One entire class of games that has largely disappeared since its heyday in the 1960s and 1970s is connection games -- largely abstract games where players would try to capture areas or block opponents' paths by connecting disparate points on a board of lines or pegs.

The best-known example is Hex, invented independently in the 1940s by two mathematicians: Piet Hein of Denmark, and John Nash of the United States and "A Beautiful Mind" fame. (Parlett actually gets this one wrong, referring to Hein as "a Princeton University student," conflating the two men.)

First commercialized in 1952 by Parker Brothers, who gave it the name "Hex," the underlying game is played on a board of variable size but equal length and width where the game spaces are hexagonal, thus each bordering six adjacent spaces.
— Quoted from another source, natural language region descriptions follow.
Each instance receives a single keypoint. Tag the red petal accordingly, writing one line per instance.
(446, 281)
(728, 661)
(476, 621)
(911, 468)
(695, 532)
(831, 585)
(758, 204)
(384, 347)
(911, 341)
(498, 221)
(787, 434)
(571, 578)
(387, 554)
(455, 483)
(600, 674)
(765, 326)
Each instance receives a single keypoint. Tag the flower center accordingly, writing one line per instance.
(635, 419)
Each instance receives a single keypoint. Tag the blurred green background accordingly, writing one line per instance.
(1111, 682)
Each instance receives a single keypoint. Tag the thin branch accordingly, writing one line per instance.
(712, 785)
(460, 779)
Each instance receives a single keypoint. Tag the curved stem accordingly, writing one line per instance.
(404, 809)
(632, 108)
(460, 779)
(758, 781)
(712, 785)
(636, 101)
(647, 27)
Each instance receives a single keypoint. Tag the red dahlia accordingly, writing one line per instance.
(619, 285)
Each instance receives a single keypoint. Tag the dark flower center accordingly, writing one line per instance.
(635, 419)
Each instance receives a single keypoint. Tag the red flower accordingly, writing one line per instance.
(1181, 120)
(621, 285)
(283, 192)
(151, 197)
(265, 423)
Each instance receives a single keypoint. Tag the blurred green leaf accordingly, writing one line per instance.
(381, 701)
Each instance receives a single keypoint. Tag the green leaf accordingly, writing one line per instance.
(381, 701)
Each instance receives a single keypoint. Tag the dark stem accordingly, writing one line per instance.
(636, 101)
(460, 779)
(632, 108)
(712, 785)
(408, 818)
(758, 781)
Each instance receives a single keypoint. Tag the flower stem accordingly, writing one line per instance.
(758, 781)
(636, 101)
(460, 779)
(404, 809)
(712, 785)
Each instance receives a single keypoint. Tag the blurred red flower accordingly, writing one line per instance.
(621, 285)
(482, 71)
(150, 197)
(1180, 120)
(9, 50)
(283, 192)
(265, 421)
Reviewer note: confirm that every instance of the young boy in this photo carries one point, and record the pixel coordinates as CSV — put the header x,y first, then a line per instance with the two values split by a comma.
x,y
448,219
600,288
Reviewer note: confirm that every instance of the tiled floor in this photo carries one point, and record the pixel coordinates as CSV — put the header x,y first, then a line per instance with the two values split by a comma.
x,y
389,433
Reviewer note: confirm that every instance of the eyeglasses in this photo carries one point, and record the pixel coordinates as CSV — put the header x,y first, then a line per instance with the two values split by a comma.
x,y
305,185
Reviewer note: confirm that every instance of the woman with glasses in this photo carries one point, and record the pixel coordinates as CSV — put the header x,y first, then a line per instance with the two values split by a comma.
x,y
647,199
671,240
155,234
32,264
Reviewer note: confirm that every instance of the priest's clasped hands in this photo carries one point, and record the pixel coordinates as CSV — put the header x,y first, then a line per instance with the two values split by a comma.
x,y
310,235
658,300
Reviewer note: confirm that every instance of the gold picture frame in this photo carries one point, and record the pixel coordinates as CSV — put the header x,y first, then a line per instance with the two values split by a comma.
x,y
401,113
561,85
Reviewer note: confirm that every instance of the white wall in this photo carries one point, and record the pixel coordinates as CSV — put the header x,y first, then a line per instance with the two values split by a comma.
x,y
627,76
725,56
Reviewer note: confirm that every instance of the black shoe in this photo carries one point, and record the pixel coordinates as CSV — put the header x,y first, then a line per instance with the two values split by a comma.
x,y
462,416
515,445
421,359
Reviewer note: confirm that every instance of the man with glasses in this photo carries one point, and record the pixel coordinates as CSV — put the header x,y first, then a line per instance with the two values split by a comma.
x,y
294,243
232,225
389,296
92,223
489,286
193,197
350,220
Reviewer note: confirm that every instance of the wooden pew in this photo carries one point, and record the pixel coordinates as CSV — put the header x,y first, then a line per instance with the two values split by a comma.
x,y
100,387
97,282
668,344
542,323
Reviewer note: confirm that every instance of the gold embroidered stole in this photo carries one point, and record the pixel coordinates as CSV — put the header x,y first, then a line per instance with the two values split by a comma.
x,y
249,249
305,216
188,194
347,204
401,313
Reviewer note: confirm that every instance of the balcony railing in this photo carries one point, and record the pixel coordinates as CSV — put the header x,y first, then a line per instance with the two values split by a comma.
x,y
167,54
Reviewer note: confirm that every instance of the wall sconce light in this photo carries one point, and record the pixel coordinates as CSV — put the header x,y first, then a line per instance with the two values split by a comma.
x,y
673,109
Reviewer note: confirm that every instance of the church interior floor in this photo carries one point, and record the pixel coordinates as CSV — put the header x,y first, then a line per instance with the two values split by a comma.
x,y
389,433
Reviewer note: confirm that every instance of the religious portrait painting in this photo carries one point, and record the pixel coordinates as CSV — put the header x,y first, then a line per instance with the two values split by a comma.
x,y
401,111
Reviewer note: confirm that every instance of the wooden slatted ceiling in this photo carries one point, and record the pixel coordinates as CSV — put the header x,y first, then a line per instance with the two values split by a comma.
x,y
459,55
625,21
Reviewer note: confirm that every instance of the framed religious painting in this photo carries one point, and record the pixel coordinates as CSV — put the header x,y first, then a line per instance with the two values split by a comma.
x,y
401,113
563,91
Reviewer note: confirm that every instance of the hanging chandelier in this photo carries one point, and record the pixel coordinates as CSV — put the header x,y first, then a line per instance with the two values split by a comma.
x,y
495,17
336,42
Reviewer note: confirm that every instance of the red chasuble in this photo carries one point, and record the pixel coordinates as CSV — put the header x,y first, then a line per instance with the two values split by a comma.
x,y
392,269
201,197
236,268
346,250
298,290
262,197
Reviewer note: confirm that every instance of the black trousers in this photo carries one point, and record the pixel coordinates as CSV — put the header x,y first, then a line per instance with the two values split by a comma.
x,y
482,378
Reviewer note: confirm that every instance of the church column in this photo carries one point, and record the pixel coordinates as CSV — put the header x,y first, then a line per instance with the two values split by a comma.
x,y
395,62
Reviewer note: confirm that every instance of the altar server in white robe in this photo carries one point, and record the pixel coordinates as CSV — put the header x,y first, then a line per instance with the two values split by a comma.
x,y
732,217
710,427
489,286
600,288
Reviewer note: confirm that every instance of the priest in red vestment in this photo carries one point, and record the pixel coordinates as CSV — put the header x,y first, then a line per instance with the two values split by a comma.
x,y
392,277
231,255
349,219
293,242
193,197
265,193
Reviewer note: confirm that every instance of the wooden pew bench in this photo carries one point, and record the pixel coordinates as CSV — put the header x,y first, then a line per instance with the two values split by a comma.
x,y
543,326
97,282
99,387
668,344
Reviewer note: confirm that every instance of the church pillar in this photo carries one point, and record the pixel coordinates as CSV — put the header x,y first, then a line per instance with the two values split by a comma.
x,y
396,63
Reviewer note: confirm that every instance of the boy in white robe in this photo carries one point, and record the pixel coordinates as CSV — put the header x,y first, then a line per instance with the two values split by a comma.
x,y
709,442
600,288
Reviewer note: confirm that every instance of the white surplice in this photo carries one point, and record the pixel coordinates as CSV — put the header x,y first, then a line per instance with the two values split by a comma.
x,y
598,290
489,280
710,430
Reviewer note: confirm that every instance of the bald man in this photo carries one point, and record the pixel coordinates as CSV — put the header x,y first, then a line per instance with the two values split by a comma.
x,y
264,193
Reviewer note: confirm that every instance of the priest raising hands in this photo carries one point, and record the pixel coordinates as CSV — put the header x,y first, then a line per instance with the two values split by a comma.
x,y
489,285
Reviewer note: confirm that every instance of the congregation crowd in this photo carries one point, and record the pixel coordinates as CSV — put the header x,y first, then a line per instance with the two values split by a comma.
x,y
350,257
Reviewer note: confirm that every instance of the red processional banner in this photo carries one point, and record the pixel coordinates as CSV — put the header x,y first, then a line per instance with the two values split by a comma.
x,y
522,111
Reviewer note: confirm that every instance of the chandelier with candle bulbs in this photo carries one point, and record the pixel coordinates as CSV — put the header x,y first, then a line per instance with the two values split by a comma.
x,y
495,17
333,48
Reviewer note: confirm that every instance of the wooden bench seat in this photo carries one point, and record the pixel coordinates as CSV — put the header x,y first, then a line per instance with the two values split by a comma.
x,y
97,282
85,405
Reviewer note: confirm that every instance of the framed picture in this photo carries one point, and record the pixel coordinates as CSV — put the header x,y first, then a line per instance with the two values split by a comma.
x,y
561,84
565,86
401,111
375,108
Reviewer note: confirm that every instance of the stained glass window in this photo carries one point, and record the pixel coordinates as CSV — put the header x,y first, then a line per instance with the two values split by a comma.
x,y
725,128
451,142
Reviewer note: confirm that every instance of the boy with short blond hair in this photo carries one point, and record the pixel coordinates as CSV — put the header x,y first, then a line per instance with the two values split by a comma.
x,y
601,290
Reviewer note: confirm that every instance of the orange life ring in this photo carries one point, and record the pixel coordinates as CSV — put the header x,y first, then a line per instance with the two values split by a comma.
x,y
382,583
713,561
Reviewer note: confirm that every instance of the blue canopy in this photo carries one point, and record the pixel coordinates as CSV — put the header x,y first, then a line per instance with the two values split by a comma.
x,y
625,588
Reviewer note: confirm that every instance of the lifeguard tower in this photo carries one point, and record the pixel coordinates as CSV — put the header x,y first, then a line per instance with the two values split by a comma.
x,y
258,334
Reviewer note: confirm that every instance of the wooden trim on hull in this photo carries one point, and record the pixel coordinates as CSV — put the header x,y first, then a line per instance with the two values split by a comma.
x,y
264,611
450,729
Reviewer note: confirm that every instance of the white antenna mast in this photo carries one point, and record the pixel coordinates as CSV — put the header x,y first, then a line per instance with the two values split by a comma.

The players play at perpendicular angles to each other, and each player's goal is to connect from his side to the opposite side.

Nash proved that the game is a determined game: There can be no tie or draw, as the only conclusion is when one player completes a path between two opposite sides of the board.

8. TwixT

TwixT, now out of print, was invented by Alex Randolph in 1962 and published by 3M as part of its "bookshelf games" series a decade later.

TwixT's board is a 24×24 grid of holes, where each player places pegs to connect to his pegs already on the board. The only permitted placement mimics that of a chess player's knight -- two holes in one direction, then a 90-degree turn and shift of one more hole.

The goal of TwixT, as in Hex, is to connect from one side to the other, but in TwixT the chain would be a series of pegs and connectors. TwixT, unlike Hex, is in GAMES Magazine's Hall of Fame, but is not commercially available, as the rights went to Hasbro when the company purchased legendary board game publisher Avalon Hill.